I've been trying to use reactive-kafka, and I am having a problem with conditional processing, to which I didn't find a satisfying answer.
Basically I'm trying to consume one kafka topic which contains a huge number of messages (around 10 billion messages a day), and only process a few of those messages (a few thousands a day) based on some property of the message, then push the processed version of my message to another topic, and I am struggling to do that properly.
My first attempt was something like :
// This is pseudo code.
Source(ProducerSettings(...))
.filter(isProcessable(_))
.map(process(_))
.via(Producer.flow(producerSettings))
.map(_.commitScalaDsl())
.runWith(Sink.ignore)
The problem with this approach is that I only commit when I read messages that I am able to process which is obviously not cool because if I have to stop and restart my program, then I have to re-read a bunch of useless messages, and since there are so much of them, I can't afford to do it that way.

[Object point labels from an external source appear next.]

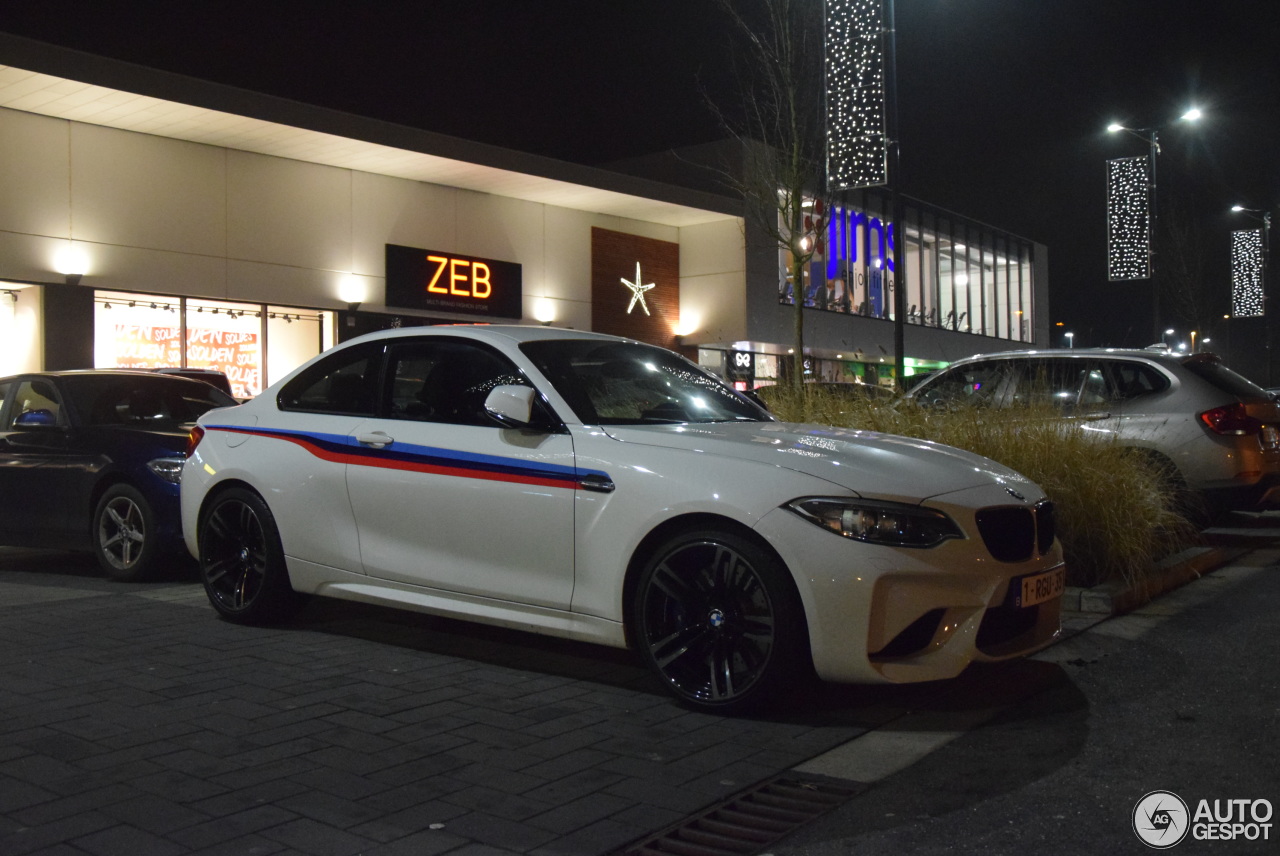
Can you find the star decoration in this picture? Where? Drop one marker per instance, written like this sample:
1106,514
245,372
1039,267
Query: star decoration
638,292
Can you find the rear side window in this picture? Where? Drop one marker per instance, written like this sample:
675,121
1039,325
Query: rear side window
1129,380
39,401
342,383
1050,381
142,402
977,383
446,380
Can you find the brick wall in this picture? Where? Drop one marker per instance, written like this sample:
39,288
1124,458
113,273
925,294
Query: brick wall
613,259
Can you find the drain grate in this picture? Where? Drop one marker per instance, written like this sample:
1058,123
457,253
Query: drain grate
748,822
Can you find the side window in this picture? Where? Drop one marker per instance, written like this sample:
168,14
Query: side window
1050,381
1096,396
343,383
974,384
35,403
1128,380
446,380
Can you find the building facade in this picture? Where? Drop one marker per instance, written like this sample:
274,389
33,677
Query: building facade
155,220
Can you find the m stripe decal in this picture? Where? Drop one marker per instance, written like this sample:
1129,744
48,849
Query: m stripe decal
412,458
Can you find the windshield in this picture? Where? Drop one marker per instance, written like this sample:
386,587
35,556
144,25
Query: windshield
626,383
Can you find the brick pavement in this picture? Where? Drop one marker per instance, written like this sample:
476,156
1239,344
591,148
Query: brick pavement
133,722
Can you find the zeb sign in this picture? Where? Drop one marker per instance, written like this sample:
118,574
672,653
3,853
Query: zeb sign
425,279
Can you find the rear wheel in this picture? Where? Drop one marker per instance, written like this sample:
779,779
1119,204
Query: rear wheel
124,534
718,619
242,562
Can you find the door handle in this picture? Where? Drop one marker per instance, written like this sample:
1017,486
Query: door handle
376,439
600,484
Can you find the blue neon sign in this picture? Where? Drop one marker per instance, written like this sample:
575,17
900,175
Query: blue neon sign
850,237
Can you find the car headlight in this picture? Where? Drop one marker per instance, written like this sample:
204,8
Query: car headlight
168,468
876,522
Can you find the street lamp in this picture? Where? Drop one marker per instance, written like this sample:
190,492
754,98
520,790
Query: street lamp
1152,138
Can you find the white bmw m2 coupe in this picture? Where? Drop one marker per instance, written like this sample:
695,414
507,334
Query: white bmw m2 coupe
600,489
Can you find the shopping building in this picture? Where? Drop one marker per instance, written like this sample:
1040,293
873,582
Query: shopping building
147,219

I have then tried to use the GraphDSL by doing something around the lines of:
in ~> broadcast ~> isProcessable ~> process ~> producer ~> merge ~> commit
~> broadcast ~> isNotProcessable ~> merge
This solution is obviously not good either because messages that I can't process go through the second branch of the graph and get committed before the processable messages are really pushed to their destination, which is kind of worse than the first message because it does not even guarantee at-least-once delivery.
Does anybody have an idea about how I could solve this problem ?
A way I used to solve a similar problem before was to exploit sequence number to guarantee ordering.
For instance you could build a flow like the one you describe save the commit:
in ~> broadcast ~> isProcessable ~> process ~> producer ~> merge ~> out
~> broadcast ~> isNotProcessable ~> merge
And then wrap it into a order preserving flow like this one (taken from a library we developed in my company): OrderPreservingFlow. The resulting flow could then be sent to the committer sink.
If your processing stage guarantee ordering you can even be more efficient and avoid any buffering by embedding the logic directly in your graph:
in ~> injectSeqNr ~> broadcast ~> isProcessable ~> process ~> producer ~> mergeNextSeqNr ~> commit
~> broadcast ~> isNotProcessable ~> mergeNextSeqNr
Here your mergeNextSeqNr is just a modified merge stage where if input is available on port 1, you emit it immediately if its sequence number is the expected one, otherwise you just wait for data to be available on the other port.
The end result should be exactly the same as using the flow wrapping above, but you might more easily adapt it to your needs if you embed it.